The Rockefeller team chose Kosrae for its isolation, and because most of its people are descended from just a few families. The first Polynesians arrived 2,000 years ago. In the mid-19th century, European diseases and abuse reduced the islanders' numbers from several thousand to about 300. Having just a few genetic lineages on the island means that each person's genomic makeup is far more similar to his or her compatriots' than, say, an American's would be. "Looking for a gene is like searching for a needle in a haystack," says Friedman. "On Kosrae, the small gene pool makes the haystack smaller."

Friedman believes the Kosraeans' ballooning weight is a manifestation of what geneticist James Neel in 1962 dubbed the "thrifty gene" theory. Neel posited that in an environment prone to famine, hunter-gatherers gained a selective advantage if their genes predisposed them to storing fat when food was available. Those with such "thrifty genes" were more likely to survive famines and pass on their genes. But in modern times, the thrifty gene has proved a liability. The theory also posits that people who lived in early agricultural societies, such as those in the Fertile Crescent in the Middle East, had a steady supply of food from plants and domesticated animals and thus didn't need to store fat. So in our world today, people with lean genes are protected from obesity, and those with fat genes are at the mercy of DNA.

Friedman's search through the Kosraeans' genes recently became more precise with the use of a gene chip from Affymetrix, a Santa Clara, CA-based company. Researchers can use chips like Affymetrix's to scan genomes for differences in individual base pairs at specific locations -- variations known as single-nucleotide polymorphisms (SNPs) -- which can then be associated with differences in susceptibility to diseases such as obesity or diabetes. Friedman's team has joined with Affymetrix to run one of the first large-scale, genome-wide association studies, using the company's new 100,000-SNP chip to begin to analyze genetic differences among Kosraeans.
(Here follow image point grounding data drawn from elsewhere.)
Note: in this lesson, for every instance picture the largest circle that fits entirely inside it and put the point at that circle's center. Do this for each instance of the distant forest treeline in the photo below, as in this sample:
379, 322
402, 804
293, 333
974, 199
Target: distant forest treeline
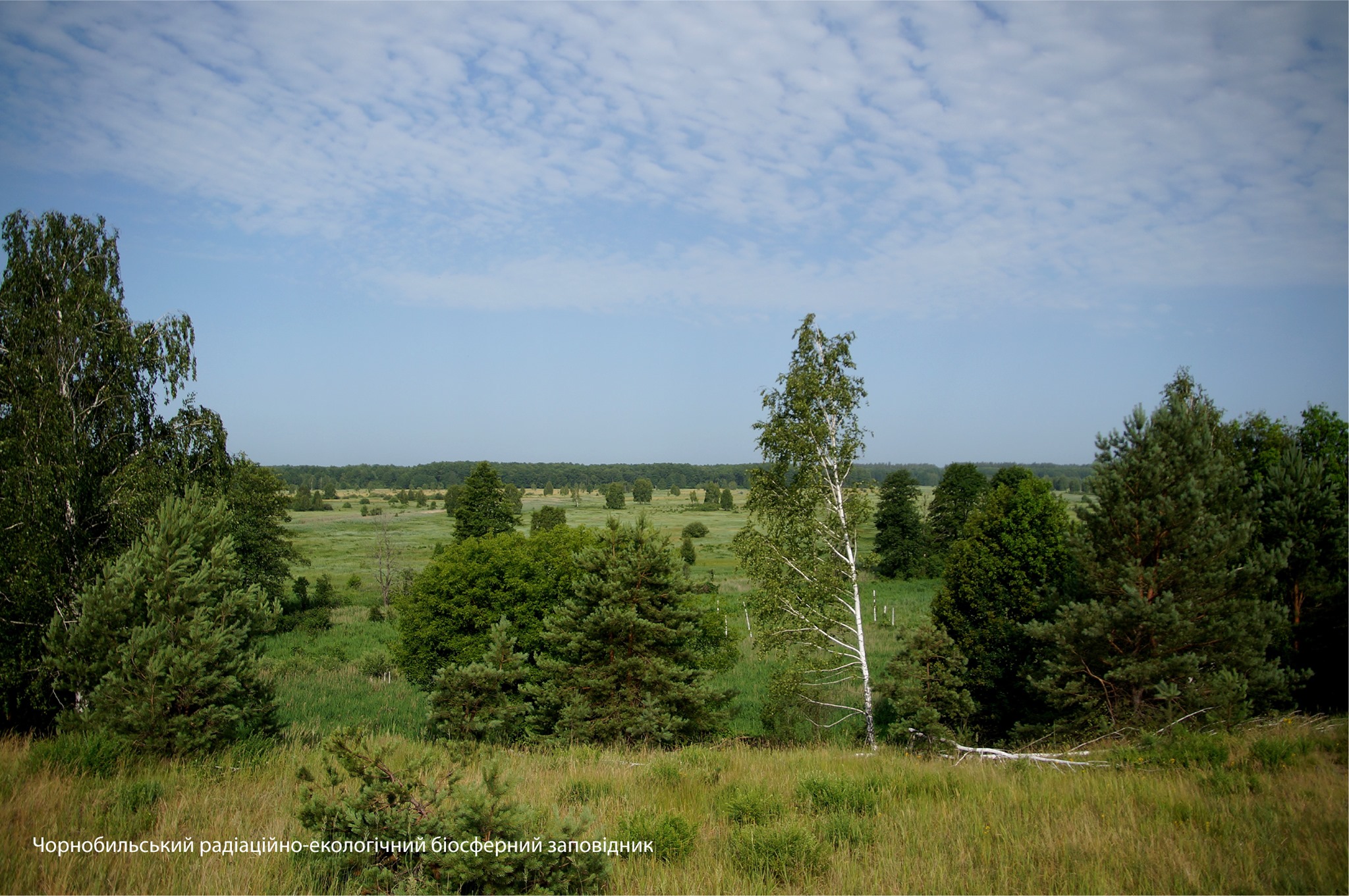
663, 476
This is a vast improvement over earlier chips that scanned 6,500 SNPs, according to Greg Yap, vice president of marketing at Affymetrix. "With the 100K chip, we get a much higher resolution across phenotypes," he says. "It's like GPS. Before, we could only see select parts of the world in a general way; now, you get great resolution in lots of places."

The gene-hunting effort is conducted in collaboration with a team at the Broad Institute, MIT and Harvard University's jointly operated center for genomic medicine. Led by David Altshuler, Broad's director of medical and population genetics, the researchers are about halfway through the SNP scanning process for the 2,000 Kosraean adults. The goal is to identify a library of SNPs that seem to correlate with the islanders' dispositions to be fat or lean. The researchers also hope to pinpoint patterns in the SNPs that will help support or refute the thrifty-gene theory.

Already, says Friedman, the preliminary data are pointing away from one of his theories -- that the lean people on Kosrae are descendants of Caucasians with Fertile Crescent genes who mated with locals who had thrifty genes. "Early evidence suggests that there are fewer Caucasian genes than we thought," explains Friedman. One possible explanation is that the genetics of something as important as appetite and eating would exhibit a great deal of diversity; that would guarantee that a population could adapt readily to different environmental conditions. In other words, the thrifty-gene theory might hold true even within a small, isolated population. "We'll be studying this more thoroughly in the coming months, looking for an explanation," says Friedman.